The Athens brand that's so common comes with two rolls of dough, and one roll has the perfect amount for a baklava in a 13x9 Pyrex dish. I made a crushed nut mixture of equal parts walnuts, pecans and almonds... for a total of probably about 2 1/2 to 3 cups of crushed nuts. I also made a spice mixture of probably about a cup of sugar, a Tablespoon of ground cinnamon, a quarter teaspoon of ground allspice, and a pinch each of ground cloves and ground nutmeg.
Without getting into the nitty gritty of working with phyllo, I did a bottom layer of 6 sheets, each brushed with a combination of melted butter and Greek extra virgin olive oil (normally, I would just use butter, one stick is usually the perfect amount). I sprinkled just enough of the spice mixture to lightly coat, and then about a third of the nut mixture. Then I did a layer of 5 phyllo sheets, and repeated, until I had 3 nut layers and a phyllo layer on top. Then I cut the unbaked baklava into 3 x 4 squares, and then cut the squares into triangles. Into a preheated 350F oven until GBD (golded, brown and delicious, about 30 minutes, turning once).
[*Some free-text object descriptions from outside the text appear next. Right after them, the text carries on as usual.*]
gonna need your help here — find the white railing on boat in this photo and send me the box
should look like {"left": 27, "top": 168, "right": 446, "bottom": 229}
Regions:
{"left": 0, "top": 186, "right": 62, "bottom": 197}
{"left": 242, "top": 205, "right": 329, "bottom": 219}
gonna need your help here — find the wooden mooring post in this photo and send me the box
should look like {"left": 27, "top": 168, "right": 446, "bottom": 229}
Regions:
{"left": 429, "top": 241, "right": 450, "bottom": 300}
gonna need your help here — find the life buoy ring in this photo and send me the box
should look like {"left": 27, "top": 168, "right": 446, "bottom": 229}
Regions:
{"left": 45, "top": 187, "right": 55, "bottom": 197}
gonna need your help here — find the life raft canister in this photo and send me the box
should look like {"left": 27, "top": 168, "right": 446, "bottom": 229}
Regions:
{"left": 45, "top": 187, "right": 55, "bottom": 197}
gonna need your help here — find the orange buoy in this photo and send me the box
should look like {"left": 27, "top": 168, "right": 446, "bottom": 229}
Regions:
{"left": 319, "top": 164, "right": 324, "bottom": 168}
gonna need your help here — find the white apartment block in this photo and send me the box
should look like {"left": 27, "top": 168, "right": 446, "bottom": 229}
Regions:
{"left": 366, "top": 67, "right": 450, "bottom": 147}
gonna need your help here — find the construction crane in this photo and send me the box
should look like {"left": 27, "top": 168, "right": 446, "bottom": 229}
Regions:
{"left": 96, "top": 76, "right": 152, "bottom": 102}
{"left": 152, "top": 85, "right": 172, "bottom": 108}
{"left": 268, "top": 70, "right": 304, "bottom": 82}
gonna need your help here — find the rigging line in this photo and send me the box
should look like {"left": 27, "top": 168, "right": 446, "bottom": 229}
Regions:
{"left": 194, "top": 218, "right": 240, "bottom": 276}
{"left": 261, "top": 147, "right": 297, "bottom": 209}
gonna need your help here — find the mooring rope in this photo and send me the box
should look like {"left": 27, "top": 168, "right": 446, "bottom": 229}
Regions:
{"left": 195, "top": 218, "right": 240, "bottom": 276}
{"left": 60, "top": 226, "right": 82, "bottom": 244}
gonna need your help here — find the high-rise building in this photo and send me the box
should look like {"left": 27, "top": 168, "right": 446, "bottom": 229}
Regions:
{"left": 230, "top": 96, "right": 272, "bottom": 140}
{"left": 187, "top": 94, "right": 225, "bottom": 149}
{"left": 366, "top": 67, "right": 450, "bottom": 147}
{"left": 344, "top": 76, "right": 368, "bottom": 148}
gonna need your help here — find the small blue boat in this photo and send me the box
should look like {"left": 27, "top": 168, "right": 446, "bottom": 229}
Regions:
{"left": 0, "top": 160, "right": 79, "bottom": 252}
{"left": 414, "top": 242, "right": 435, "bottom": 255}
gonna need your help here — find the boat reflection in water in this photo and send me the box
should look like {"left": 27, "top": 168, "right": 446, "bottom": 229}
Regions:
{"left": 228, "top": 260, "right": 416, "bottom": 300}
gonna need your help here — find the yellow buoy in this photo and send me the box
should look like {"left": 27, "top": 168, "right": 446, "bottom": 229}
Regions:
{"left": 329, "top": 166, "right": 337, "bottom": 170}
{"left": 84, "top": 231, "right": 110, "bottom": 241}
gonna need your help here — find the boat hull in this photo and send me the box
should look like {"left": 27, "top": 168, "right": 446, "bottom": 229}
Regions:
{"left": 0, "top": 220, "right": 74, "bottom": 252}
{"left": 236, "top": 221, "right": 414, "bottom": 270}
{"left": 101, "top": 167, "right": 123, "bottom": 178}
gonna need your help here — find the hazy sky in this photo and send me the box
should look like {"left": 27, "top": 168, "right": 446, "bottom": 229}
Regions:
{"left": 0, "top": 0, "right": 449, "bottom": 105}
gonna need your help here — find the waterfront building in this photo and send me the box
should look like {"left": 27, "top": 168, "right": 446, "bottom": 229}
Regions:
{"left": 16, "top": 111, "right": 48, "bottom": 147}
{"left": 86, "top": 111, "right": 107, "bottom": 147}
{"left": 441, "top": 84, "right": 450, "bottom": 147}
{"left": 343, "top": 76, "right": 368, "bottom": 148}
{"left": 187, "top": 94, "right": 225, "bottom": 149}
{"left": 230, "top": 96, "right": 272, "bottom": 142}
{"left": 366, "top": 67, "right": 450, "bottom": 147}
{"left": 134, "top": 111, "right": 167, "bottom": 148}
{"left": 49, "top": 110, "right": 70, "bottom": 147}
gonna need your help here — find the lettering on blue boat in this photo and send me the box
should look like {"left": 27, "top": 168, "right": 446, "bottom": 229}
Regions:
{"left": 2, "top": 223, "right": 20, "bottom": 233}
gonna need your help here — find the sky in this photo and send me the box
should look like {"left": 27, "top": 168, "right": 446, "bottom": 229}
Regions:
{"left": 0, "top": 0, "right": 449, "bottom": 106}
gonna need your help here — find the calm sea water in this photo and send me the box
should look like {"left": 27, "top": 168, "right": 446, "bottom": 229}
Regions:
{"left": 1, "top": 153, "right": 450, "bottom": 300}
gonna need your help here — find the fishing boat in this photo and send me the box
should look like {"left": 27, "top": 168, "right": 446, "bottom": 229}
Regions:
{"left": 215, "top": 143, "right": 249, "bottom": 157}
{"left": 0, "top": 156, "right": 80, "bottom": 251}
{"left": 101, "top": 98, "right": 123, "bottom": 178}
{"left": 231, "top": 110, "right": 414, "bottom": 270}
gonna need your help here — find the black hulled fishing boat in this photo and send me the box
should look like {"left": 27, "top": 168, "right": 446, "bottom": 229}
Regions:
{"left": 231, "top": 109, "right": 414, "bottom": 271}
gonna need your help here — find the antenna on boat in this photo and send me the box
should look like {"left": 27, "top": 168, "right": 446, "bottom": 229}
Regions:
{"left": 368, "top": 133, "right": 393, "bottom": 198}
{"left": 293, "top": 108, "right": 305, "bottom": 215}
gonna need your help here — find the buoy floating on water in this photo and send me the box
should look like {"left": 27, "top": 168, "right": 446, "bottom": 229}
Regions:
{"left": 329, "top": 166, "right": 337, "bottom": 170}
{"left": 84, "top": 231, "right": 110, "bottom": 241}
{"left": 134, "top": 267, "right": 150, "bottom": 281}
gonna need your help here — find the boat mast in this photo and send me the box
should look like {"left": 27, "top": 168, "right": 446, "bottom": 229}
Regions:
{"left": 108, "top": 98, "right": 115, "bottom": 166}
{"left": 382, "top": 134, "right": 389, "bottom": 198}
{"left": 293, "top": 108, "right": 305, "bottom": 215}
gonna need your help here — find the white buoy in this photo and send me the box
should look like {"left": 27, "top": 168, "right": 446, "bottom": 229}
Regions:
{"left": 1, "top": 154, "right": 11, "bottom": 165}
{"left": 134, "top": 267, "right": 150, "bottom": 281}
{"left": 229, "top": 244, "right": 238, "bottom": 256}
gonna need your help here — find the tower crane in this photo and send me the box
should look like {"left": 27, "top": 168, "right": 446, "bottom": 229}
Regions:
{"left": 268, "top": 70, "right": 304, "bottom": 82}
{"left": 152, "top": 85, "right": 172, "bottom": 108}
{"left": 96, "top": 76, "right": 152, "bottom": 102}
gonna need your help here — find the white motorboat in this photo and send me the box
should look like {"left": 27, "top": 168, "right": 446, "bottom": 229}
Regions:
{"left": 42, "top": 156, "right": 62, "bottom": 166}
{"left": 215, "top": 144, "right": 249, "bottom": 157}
While that baked, I combined 3/4 cup of white sugar, 1/2 cup of water, the zest and juice of a lemon and an orange, a cinnamon stick and 6 whole cloves in a saucepan, and brought to a simmer. After about 10 minutes, I added about 1/3 cup of honey and let simmer for another 5 minutes. Then I strained into a bowl and waited for the baklava to finish baking. As soon as the baklava came out, I poured the liquid over it, until it just looked wet. When you do this, it sizzles. A lot. Don't worry, it's all good. I ended up with plenty of reserve, maybe I'll use it as a base for wassail. Let rest for at least half an hour before serving.
This recipe was a bit of a departure from my norm. I don't usually use the juice from the lemon and the orange, but what was I supposed to do after adding just the zest? Let them rot in my fridge? I also usually use more white sugar, more water, and less honey. But this ended up being probably my best baklava to date, so I'm happy with it.